People were drinking and singing and partying. It was a moment that I will never forget because it was right there that this team that always lived in my computer came to life for me. Storefronts dawned the logo and women stood outside the old delpitated stadium selling bocadillos and cigarillos for inside the stadium, and even though I didn’t even have a ticket for this game which had sold out, I still felt like I was very much a part of all of that. I made my way home (very slowly) and ate dinner with Nati, and when she headed off to the theater to work for the night, I knew where I was going to spend the night. I did end up going to two Athletic games in my time there, and I had the fortune to see the last ever Basque Derbi (A very heated game between Athletic from Bilbao and Real Sociedad from San Sebaastian, another Basque city) in the old stadium. I even ended up taking a tour of the stadium, getting to go into the locker room and even onto the actual field. And although I enjoyed all of those experiences immensely, that first time outside the stadium will always be a moment that sticks with me as the moment it truly hit me exactly where I was and why I chose to study in Bilbao.
I apologize retroactively for my lack of brevity in this post, but what I intend to say with these many words is that there is no silly reason to study anywhere. As long as there is a reason, or perhaps even if there isn’t, the study abroad experience is going to be a life changing experience. Athletic did not end up defining my time in Bilbao, the friends I met and the days I spent with them in that magical city did. Studying abroad is about going out and experiencing something, a new culture, a lifelong dream, or just whatever gets thrown at you. For me, it was in Bilbao, and even though I was nervous that I would regret going to Spain, I have never felt that regret for one day since I stepped foot in that city.
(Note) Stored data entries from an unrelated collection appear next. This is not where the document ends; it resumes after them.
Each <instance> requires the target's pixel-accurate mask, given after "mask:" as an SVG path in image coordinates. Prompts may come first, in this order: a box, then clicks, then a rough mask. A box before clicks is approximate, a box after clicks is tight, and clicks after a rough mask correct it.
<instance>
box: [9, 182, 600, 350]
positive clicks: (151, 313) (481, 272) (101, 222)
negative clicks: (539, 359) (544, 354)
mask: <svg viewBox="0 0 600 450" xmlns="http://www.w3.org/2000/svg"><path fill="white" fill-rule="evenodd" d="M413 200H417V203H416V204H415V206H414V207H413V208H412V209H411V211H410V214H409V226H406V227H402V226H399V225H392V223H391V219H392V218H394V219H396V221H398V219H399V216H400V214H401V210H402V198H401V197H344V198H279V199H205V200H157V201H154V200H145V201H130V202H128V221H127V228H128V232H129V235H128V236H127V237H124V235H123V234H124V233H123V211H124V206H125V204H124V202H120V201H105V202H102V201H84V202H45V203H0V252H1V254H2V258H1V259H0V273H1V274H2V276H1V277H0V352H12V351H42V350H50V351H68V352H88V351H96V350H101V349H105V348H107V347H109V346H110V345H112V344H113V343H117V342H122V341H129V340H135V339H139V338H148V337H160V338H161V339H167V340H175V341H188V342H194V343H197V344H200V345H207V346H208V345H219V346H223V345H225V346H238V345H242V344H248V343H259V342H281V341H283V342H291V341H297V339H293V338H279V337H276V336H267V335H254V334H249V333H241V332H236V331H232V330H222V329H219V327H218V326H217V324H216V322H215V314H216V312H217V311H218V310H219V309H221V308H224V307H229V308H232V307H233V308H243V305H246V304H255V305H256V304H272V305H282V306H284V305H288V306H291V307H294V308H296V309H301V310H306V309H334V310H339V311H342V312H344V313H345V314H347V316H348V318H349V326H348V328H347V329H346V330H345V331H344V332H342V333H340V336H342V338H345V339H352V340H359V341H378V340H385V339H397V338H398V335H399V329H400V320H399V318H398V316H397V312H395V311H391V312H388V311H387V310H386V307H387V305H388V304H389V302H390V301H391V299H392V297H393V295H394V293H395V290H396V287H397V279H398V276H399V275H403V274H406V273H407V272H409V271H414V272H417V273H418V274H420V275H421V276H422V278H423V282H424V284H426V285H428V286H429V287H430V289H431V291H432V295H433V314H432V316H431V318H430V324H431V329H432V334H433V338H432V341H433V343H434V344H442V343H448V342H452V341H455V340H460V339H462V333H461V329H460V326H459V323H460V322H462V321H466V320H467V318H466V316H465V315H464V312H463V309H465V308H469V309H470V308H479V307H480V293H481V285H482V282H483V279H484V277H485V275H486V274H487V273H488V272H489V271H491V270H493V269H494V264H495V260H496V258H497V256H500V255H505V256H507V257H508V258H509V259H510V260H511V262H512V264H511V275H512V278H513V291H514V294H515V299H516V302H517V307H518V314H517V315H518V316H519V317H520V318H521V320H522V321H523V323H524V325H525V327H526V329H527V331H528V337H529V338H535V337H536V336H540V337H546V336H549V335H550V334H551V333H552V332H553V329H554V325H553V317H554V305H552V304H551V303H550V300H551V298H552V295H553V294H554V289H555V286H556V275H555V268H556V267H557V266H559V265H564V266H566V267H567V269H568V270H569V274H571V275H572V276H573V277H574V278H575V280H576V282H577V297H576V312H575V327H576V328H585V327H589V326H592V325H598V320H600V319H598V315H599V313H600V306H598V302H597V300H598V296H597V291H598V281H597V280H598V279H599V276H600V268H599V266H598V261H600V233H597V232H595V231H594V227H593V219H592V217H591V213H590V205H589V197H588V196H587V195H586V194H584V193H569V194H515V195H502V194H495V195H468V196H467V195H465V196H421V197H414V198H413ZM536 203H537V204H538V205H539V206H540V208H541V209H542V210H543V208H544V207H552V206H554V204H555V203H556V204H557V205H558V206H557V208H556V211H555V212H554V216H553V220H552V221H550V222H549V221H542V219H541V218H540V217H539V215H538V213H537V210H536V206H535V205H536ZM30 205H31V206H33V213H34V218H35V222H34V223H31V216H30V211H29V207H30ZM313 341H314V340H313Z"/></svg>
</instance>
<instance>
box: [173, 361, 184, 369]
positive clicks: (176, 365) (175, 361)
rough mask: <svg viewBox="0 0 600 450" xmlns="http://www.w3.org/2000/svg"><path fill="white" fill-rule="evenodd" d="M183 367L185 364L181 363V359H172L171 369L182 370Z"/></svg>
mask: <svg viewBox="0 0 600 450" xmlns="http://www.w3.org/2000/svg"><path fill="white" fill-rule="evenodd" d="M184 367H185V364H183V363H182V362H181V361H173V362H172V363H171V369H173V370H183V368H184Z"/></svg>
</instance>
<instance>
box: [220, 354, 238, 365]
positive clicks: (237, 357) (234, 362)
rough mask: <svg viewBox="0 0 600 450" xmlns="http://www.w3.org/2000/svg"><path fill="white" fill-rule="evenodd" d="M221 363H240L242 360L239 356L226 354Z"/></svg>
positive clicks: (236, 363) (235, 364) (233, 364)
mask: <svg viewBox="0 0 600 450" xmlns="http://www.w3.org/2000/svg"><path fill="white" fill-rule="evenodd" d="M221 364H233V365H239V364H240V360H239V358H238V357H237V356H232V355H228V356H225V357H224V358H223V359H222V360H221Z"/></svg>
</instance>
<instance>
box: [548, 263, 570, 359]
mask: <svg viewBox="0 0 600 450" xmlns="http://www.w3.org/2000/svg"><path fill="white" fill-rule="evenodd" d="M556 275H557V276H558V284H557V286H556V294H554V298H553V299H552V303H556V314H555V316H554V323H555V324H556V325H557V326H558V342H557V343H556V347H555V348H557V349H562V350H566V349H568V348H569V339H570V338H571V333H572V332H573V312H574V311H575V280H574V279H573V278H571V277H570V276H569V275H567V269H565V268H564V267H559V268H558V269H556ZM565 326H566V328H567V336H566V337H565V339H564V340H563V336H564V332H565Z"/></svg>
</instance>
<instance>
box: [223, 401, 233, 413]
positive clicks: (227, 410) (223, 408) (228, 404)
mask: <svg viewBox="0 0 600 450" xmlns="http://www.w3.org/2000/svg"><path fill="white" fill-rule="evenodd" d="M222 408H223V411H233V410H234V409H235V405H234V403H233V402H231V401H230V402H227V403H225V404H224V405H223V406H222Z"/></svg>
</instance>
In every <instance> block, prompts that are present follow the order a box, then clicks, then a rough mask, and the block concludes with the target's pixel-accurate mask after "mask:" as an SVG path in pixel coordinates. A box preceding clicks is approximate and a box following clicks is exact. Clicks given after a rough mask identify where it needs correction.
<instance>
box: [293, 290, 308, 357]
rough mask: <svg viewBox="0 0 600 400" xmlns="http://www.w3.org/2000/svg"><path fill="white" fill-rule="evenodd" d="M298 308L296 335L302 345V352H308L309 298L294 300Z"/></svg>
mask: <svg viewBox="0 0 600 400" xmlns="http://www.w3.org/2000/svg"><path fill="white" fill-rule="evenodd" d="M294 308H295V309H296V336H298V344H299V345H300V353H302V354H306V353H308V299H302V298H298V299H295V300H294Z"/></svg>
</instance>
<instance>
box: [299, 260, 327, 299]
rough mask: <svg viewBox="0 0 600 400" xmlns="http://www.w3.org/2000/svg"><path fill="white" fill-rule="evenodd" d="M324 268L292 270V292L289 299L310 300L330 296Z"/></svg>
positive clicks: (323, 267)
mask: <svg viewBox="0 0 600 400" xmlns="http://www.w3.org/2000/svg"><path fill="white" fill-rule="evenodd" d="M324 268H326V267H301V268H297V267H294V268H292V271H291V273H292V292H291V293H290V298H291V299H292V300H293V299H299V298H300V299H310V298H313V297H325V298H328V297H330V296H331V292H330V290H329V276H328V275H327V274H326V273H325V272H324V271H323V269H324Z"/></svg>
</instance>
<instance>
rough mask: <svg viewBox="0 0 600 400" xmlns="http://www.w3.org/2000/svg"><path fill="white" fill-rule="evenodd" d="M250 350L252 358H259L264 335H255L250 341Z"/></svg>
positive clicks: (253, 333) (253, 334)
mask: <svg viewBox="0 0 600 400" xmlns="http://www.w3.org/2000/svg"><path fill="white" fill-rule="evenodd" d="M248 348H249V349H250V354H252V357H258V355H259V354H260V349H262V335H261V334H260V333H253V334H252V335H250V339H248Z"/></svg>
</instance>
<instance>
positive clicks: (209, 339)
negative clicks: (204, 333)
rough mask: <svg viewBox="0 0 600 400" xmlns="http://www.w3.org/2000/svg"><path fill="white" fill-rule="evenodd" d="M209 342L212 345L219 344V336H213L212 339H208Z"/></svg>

2 thoughts on “Choosing a Destination and Why I Chose Bilbao

  1. Luis Marentes

    And I have been insisting that you should carefully make a deliberate decision when you choose a study abroad program ;-). You do make a good point about the value of this experience in general.
    It would be nice if you could add a picture or two of the stadium to this post.

    Reply
  2. jpwarren Post author

    I have some pictures ready to put onto the blog but I cannot figure out how to edit the post.